Por fim, A peregrinação de romeiros para o Círio de Nazaré, na cidade de Belém-PA, se torna objeto de estudo para os pesquisadores Luiz Guilherme dos Santos Júnior e Daniele dos Santos Pimentel, em “A romaria no Círio de Nazaré: interação social, reciprocidade e um olhar etnográfico sobre a peregrinação”, ao analisarem as interações sociais entre pessoas de diferentes visões e credos. Na voz e no caminhar dos peregrinos são encontrados os percursos desse trabalho etnográfico. Entrevistando os sujeitos da pesquisa em plena caminhada, pesquisadores, peregrinos e romeiros participam das interações e trocas simbólicas que a festa religiosa oferece. Tendo a reciprocidade como elemento marcante desse período na cidade de Belém, a pesquisa revela como as pessoas se envolvem direta ou indiretamente na culminação do Círio de Nazaré.
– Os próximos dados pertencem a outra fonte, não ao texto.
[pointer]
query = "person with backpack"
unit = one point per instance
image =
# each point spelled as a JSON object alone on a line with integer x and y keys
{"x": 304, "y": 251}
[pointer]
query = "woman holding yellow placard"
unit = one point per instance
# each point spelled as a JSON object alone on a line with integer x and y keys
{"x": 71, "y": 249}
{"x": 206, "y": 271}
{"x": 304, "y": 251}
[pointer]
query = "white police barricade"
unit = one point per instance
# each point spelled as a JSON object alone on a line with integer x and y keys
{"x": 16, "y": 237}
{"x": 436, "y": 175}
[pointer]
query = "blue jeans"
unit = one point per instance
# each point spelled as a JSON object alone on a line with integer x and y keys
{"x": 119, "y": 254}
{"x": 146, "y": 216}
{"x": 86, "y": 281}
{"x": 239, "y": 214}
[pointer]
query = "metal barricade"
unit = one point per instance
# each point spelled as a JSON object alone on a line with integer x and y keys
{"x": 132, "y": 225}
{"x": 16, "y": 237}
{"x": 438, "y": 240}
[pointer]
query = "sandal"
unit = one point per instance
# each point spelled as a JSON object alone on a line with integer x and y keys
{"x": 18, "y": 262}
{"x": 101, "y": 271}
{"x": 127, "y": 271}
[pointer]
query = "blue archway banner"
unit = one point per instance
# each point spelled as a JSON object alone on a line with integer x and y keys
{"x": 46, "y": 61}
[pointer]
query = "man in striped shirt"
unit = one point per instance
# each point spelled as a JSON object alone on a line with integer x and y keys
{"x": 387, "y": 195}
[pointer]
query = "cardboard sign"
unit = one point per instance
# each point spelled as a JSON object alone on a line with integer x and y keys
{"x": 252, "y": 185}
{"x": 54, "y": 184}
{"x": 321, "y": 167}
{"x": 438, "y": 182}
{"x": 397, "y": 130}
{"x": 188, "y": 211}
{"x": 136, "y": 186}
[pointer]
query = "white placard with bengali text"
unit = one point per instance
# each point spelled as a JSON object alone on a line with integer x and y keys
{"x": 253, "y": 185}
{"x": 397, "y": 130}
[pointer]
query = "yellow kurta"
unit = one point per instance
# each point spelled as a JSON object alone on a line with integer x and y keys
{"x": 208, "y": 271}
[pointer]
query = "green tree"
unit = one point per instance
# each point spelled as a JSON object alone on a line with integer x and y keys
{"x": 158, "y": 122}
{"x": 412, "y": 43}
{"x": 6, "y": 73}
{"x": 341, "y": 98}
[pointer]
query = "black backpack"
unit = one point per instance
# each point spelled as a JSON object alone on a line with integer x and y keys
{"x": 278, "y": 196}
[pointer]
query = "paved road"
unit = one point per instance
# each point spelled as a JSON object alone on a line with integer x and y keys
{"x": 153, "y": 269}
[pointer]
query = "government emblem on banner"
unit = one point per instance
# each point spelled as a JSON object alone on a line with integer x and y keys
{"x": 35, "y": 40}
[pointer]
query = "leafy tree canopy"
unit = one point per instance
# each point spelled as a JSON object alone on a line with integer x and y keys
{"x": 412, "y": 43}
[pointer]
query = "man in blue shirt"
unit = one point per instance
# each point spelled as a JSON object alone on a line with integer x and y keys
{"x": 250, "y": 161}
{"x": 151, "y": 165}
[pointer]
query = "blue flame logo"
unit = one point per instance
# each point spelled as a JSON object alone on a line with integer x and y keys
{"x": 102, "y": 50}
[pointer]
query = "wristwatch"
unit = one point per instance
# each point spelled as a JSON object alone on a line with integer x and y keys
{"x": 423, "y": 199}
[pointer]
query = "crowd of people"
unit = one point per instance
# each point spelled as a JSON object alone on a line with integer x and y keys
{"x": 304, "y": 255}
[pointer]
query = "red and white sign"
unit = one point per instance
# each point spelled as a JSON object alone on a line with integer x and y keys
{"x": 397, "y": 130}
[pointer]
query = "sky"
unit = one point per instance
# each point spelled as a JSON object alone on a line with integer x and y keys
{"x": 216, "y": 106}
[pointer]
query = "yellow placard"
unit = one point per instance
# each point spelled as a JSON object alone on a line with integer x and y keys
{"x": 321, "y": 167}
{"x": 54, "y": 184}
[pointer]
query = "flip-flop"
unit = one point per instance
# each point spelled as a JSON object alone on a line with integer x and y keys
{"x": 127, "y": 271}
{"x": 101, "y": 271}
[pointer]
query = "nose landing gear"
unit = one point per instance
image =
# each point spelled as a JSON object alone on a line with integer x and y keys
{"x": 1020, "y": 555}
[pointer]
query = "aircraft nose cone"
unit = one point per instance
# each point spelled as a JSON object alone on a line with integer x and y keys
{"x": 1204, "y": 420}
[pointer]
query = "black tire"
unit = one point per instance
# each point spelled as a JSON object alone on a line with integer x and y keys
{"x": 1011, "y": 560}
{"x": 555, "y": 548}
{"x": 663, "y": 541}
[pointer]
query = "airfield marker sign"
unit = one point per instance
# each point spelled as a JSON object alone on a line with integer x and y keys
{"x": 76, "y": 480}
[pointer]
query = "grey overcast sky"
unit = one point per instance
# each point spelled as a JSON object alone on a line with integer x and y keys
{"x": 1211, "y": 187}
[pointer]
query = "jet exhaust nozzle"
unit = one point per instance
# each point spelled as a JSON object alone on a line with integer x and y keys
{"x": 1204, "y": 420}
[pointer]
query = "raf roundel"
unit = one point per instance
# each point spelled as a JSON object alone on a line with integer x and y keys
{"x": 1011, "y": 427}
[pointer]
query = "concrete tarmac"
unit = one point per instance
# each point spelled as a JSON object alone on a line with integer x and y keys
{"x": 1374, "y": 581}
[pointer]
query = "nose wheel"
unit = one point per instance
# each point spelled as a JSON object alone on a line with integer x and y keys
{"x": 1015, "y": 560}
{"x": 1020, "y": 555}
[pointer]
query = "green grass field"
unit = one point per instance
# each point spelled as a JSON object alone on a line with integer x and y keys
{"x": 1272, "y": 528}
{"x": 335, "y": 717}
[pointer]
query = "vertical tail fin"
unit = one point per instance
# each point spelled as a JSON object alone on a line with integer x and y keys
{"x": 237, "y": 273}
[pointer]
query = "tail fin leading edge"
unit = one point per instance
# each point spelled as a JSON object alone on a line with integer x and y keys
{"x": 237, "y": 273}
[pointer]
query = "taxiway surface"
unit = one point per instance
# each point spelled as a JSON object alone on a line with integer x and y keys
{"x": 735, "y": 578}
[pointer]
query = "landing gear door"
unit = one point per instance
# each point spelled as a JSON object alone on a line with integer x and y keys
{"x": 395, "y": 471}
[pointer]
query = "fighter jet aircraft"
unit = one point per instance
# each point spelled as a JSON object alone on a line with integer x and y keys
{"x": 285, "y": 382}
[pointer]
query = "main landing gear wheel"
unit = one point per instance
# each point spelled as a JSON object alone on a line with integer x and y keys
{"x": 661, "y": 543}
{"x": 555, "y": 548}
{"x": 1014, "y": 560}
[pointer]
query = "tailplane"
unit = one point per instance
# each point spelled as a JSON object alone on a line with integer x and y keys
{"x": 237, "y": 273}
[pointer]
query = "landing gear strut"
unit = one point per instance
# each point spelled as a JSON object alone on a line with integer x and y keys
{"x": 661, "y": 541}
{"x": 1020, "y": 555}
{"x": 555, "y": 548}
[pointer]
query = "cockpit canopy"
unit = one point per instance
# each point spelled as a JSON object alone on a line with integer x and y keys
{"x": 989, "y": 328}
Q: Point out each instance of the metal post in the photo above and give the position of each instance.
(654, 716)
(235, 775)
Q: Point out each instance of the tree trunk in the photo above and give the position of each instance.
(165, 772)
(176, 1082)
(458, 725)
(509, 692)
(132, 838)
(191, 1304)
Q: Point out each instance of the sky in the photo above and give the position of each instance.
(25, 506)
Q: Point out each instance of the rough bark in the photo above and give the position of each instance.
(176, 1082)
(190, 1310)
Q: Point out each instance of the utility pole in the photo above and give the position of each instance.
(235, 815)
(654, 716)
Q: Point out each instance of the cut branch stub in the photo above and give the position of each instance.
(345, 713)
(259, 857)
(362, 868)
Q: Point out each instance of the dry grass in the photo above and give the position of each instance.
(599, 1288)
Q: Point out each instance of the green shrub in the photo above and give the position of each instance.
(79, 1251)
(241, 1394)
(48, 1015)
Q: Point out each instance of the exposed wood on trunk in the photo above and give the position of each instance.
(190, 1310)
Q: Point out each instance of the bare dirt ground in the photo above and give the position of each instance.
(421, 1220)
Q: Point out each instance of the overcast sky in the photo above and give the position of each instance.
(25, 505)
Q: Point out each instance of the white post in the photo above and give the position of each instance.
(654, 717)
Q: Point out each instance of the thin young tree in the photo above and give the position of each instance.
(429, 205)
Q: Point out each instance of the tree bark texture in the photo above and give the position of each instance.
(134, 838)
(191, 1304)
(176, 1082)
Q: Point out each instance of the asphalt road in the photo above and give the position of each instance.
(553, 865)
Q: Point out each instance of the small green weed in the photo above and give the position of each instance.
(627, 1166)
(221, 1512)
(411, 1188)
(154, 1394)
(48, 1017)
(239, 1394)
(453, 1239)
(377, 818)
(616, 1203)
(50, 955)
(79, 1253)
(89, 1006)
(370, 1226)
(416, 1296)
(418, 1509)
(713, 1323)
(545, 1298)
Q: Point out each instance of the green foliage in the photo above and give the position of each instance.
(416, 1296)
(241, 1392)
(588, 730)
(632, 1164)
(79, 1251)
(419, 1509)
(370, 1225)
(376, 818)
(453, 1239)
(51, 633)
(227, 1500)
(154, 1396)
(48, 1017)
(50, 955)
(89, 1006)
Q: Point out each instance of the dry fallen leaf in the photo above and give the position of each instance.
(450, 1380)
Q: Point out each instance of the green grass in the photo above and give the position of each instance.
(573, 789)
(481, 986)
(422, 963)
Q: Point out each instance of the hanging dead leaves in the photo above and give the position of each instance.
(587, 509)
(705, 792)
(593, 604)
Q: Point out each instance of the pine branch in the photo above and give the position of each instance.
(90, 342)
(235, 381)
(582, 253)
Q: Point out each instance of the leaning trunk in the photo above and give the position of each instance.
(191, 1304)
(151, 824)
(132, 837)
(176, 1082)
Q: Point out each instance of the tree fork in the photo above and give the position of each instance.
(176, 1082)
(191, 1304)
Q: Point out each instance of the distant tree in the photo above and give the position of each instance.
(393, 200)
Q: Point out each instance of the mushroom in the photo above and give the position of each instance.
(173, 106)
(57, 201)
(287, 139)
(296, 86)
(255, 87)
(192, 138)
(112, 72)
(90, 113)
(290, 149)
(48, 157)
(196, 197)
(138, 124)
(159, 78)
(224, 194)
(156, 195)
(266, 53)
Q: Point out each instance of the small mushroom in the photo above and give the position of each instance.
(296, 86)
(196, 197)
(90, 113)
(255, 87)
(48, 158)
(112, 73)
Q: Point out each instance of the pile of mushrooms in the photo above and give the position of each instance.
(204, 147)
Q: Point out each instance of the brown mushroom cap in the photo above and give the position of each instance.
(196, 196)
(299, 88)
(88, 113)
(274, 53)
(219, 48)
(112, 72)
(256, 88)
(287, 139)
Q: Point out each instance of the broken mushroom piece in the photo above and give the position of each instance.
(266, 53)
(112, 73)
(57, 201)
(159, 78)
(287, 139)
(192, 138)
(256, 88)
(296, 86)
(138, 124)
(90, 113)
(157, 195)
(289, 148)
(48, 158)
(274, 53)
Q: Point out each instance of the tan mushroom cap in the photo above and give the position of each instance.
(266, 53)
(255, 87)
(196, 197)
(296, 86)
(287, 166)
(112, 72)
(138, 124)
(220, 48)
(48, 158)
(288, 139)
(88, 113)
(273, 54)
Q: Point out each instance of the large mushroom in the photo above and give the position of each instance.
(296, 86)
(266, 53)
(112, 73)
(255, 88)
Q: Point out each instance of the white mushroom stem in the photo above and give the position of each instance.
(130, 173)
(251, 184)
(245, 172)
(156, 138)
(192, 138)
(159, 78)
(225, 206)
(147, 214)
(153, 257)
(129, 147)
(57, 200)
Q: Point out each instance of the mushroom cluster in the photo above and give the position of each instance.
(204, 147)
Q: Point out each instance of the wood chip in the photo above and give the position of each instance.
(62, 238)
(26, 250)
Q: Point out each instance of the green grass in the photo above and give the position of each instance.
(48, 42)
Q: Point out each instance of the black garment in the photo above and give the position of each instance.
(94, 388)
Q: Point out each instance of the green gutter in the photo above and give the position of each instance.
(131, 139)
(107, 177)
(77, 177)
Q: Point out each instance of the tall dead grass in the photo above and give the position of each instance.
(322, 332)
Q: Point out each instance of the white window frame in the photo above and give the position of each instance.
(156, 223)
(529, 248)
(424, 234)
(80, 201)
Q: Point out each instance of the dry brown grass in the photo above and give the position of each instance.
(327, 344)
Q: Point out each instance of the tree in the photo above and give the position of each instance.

Em uma celebração não restrita a um credo, mas de fé, amor e alegria como aspectos da humanidade, bem como elemento constitutivo da tradição local e da cultura popular, a pesquisa olha para o fenômeno social religioso como marco de uma sociedade e representativo de uma cultura.

A sessão livre, que encerra o número 29, nos apresenta dois artigos que enfocam narrativas a partir de seus aspectos históricos e lendários.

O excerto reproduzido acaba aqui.